Mobil itu berhenti tepat di depan sebuah Vila mewah bersantai 2, tak henti - henti nya bu Ana berdecak kagum melihat kemewahan nya.
Mela segera turun dari dalam mobil, seorang wanita paruh baya menyambut kedatangan mereka dengan sangat antusias.
"Ibu,,,!" Mela segera memeluk ibu nya.
"Kamu sudah datang sayang!" Bu Nani pun memeluk erat tubuh putri nya.
"Bu, kenalin ini mas Dani, ibu serta adik nya!" Mela memperkenalkan mereka pada ibu nya.
"Selamat datang, saya bu Nani, ibu nya Mela!" Bu Nani memperkenalkan diri nya pada mereka.

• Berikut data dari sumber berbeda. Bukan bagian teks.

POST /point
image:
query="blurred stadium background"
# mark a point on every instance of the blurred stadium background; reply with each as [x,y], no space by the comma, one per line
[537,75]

"Saya ibu nya Dani, senang sekali bisa bertemu dengan ibu!" Bu Ana langsung memeluk ibu nya Mela dengan hangat.
Tak lupa Dani pun mencium tangan ibu nya Mela, di ikuti oleh Bela. Mereka sangat senang karena impian mereka untuk menikah kan Dani dengan wanita kaya raya akan segera terwujud.

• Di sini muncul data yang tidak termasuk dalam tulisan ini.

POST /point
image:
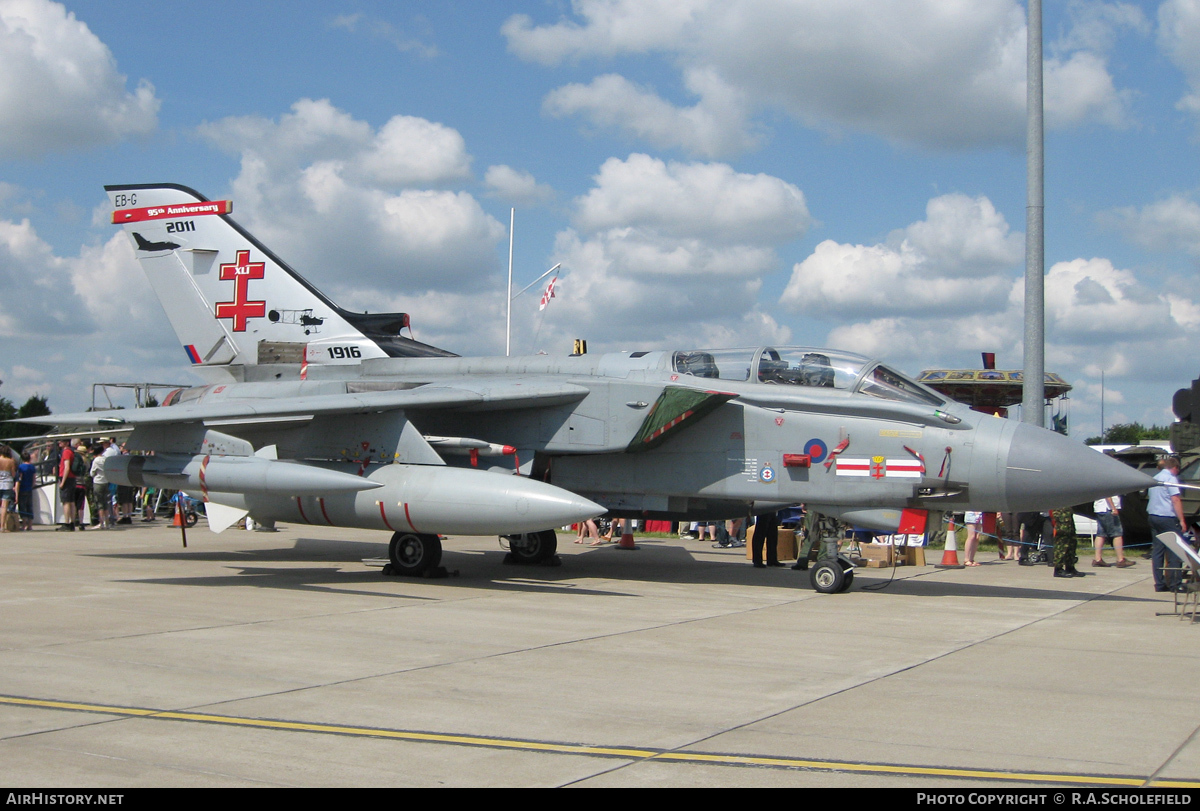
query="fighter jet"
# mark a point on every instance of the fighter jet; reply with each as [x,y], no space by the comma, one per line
[364,427]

"Mari masuk!" Bu Nani pun mempersilahkan tamu nya masuk.
Bu Ana semakin kagum setelah masuk ke dalam Vila itu, semua sudut Vila itu tampak mewah dan elegan.
'Dani memang pintar, dia berhasil mendapat kan wanita yang kaya raya. Aku tidak sabar lagi untuk menikah kan Dani dan Mela, aku akan ikut senang dan bisa menikmati kekayaan keluarga nya Mela!' Batin Bu Ana di dalam hati.
"Ibu, mas, Bela, kalian istirahat dulu ya. Aku mau bicara sebentar sama ibu!" Mela berkata pada mereka.
"Iya nak Mela, gak papa kok!" Jawab bu Ana sambil tersenyum.
Mela dan ibu nya segera pergi dari hadapan mereka, mereka pergi ke area dapur.
"Gimana bu? Aman kan? Pemilik Vila ini tidak akan datang kan bu?" Tanya Mela pada ibu nya.
"Kamu tenang saja, mereka biasanya datang pas hari - hari libur tertentu saja. Lagian kan sebelum datang biasa nya mereka akan memberi tahu!" Jawab Bu Nani menenangkan anak nya.
"Bagus lah bu, mas Dani itu seorang manager. Aku tidak sabar lagi untuk bisa segera menikah dengan nya bu, setelah menikah nanti aku akan menguasai seluruh gaji nya mas Dani!" Mela memberi tahu ibu nya.
"Iya nak, pokok nya kamu harus buat Dani cepat - cepat nikahin kamu!" Ujar Bu Nani pada anak nya.
"Bapak kemana bu?" Tanya Mela pada ibu nya karena sejak datang dia tidak melihat kehadiran bapak nya sama sekali.
"Bapak sedang mengawasi para pekerja, dia tidak ada di rumah!" Jelas bu Nani.
"Bu, apakah bapak tahu bahwa mas Dani dan keluarga nya datang kemari?" Mela bertanya pada ibu nya.
"Gak nak, ibu sengaja gak kasih tahu bapak mu. Karena nanti dia tidak akan setuju jika kita menggunakan Vila ini untuk menyambut mereka. Jadi ibu sengaja gak kasih tahu sama bapak mu!" Jelas bu Nani.
"Oh, ya udah bu ayo kita temui mereka!" Ajak Mela pada ibu nya.
Ibu dan anak itu kembali ke ruang tamu menemui Dani dan juga keluarga nya, tidak lupa bu Nani membawa minuman dan cemilan untuk para tamu nya.
"Silahkan di minum!" Bu Nani mempersilahkan mereka untuk minum.
"Terima kasih bu, gak usah repot- repot!" Ujar bu Ana sambil tersenyum.
"Maaf ya bu, nak Dani. Saat ini bapak nua Mela sedang tidak ada di rumah. Dia keluar untuk mengawasi semua pekerja, dia tidak suka duduk di rumah saja!" Ujar Bu Nani pada mereka.
"Gak papa bu, itu arti nya bapak nya Mela pekerja keras. Walaupun dia pemilik perkebunan teh ini, tapi tetap saja dia turun tangan sendiri untuk mengawasi para pekerja nya!" Bu Ana memuji suami nya bu Nani.
Mereka tampak sangat bahagia, mereka juga mulai membahas masalah pernikahan Dani dan juga Mela. Mereka sudah tidak sabar lagi untuk saling menguasai harta satu sama lain nya.